TRIBUNNEWS.COM, JAKARTA - Wakil Komisi Pemberantasan Korupsi (KPK) Zulkarnain membeberkan penyimpangan dalam pembahasan APBN-P antara Kementerian ESDM dengan Komisi VII DPR.
Menurutnya, dalam rapat keduanya itu, para anggota parlemen bukannya fokus membahas kebutuhan anggaran, justru getol berunding soal pelicin jika berhasil menyetujui jumlah dana yang diminta Kementerian ESDM.
Menurut Zulkarnain, permasalahan itulah yang diperkarakan KPK. Sebab kata dia, di dalam perencanaan anggaran itu sudah memiliki prosedur tetap, yakni membuat Rencana Kerja Anggaran Kementerian Lembaga, kemudian diajukan ke Kepala Badan Perencanaan Pembangunan Nasional, Kementerian Keuangan, dan Menteri lembaga bersangkutan.
"Harusnya dibahas sesuai prosedur, jangan yang dibahas uang pelicinnya," kata Zulkarnain berbincang dengan wartawan.
Zulkarnain mengungkapkan, sebenarnya kasus ini terkuak karena ada saksi-saksi yang mau memberikan keterangan. Namun, lanjut dia, tak sedikit juga dari saksi itu memilih tutup mulut soal penyimpangan pembahasan anggaran.
Zulkarnain mengambil contoh soal upeti pembahasan anggaran Kementerian ESDM oleh Komisi VII yang terungkap dalam sidang mantan Kepala SKK Migas Rudi Rubiandini.
Di dalam sidang terungkap ada permintaan uang suap dengan istilah 'buka-tutup kendang", yakni duit upeti mesti disediakan Kementerian ESDM dikumpulkan dari setoran SKK Migas dan Pertamina.

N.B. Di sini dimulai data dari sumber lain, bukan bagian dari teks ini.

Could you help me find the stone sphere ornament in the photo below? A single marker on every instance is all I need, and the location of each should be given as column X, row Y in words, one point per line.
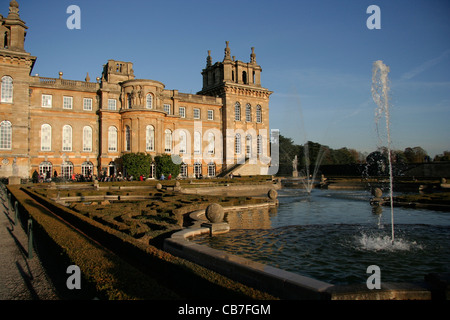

"Bukan substansi, tapi mencari celah-celah mana yang bisa dinegokan. Makanya kita tekankan lobi-lobinya yang benar, substansial. Begitulah dengan etika kita harap ada Standar Operasi Prosedur yang jelas," kata Zulkarnain.
Pada perkara ini, KPKsudah menjerat Sutan Bhatoegana sebagai tersangka. Namun Zulkarnain memastikan pihaknya sedang mengembangkan kasus itu, sehingga tak menutup kemungkinan sejumlah mantan anggota VII DPR yang akan menyusul Sutan.